Pipeline for building clinical outcome prediction models on training dataset and transfer learning on validation datasets.
Project description
Ciclops
Cross-platform training In CLinical Outcome PredictionS (ciclops) is the winning algorithm in 2019 Malaria DREAM Challenge SubChallenge 2.
Ciclops performs transfer learning from one transcriptomic platform's samples to another.
Installation
Install this package via pip:
pip install ciclops
or clone this program to your local directory:
https://github.com/GuanLab/ciclops.git
Usage
python ciclops [-h] [--train_path TRAIN_PATH] [--valid_path VALID_PATH]
[-m MODEL_TYPE] [--no_quantile] [--shap] [-n TOP_GENES]

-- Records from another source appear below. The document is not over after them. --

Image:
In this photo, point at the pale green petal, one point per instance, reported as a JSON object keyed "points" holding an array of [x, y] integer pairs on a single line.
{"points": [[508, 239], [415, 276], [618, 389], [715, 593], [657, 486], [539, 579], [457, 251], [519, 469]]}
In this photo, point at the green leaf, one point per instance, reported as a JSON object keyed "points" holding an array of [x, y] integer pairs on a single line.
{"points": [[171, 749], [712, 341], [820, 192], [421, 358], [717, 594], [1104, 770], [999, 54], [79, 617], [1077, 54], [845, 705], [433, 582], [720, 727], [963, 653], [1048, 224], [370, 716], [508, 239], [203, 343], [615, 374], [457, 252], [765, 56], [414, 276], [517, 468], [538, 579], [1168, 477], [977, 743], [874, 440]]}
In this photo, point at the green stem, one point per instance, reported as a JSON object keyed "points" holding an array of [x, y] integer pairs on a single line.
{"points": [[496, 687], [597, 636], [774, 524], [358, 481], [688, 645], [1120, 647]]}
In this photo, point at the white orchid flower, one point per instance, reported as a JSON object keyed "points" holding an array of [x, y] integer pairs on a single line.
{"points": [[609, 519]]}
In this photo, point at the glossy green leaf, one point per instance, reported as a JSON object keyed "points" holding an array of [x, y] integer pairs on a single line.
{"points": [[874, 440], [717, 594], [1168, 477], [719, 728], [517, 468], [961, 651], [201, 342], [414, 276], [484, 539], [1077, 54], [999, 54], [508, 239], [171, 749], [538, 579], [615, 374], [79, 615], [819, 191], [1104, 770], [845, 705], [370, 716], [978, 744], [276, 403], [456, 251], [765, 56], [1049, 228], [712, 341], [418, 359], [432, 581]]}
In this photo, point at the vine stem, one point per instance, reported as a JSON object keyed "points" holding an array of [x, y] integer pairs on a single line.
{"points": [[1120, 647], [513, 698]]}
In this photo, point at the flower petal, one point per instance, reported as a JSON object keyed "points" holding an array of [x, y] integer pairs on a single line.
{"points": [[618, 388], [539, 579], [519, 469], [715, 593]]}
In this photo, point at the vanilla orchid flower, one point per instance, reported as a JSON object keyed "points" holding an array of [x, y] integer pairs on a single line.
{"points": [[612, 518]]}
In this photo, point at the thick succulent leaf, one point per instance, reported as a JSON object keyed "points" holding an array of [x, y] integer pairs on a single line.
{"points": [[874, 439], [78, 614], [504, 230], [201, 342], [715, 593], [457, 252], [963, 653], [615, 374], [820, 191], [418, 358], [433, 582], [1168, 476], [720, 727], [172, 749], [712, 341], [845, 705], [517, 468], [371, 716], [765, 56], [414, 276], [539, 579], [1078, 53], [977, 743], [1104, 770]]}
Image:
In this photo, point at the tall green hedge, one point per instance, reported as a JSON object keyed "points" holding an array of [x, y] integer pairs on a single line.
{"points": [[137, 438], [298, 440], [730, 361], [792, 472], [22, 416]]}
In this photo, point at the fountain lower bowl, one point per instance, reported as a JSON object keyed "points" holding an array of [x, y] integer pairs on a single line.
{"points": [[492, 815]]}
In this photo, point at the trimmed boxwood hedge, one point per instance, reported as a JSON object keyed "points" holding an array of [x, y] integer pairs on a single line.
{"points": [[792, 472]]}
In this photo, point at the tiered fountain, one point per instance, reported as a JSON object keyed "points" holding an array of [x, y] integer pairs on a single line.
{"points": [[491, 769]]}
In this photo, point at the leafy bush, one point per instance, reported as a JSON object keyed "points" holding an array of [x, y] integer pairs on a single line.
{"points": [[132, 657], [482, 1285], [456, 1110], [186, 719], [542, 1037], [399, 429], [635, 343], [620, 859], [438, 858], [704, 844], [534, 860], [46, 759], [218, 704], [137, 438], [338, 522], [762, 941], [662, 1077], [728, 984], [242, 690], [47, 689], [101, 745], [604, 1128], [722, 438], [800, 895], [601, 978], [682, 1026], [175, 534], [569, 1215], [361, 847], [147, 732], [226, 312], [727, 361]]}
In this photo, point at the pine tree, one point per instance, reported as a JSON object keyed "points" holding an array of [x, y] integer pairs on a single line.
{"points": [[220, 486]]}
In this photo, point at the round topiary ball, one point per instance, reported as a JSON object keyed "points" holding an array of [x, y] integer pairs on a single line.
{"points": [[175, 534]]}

Pipeline for building clinical outcome prediction models on training dataset and transfer learning on validation datasets.
optional arguments:
-h, --help show this help message and exit
--train_path TRAIN_PATH
Path to your training data, in .csv format; includes sample names as first column and labels as last column
--valid_path VALID_PATH
Path to your transfer validation data, in .csv format; includes sample names as first column and labels as last column
-m MODEL_TYPE, --model_type MODEL_TYPE
Machine learning models to use:
lgb: LightGBM;
xgb: XGBoost;
rf: Random Forest;
gpr: Gaussian Process Regression;
lr: Linear Regression;
default: lgb
--no_quantile If specified, do not use quantile normalization.
--shap Conduct SHAP analysis on the training and validation set.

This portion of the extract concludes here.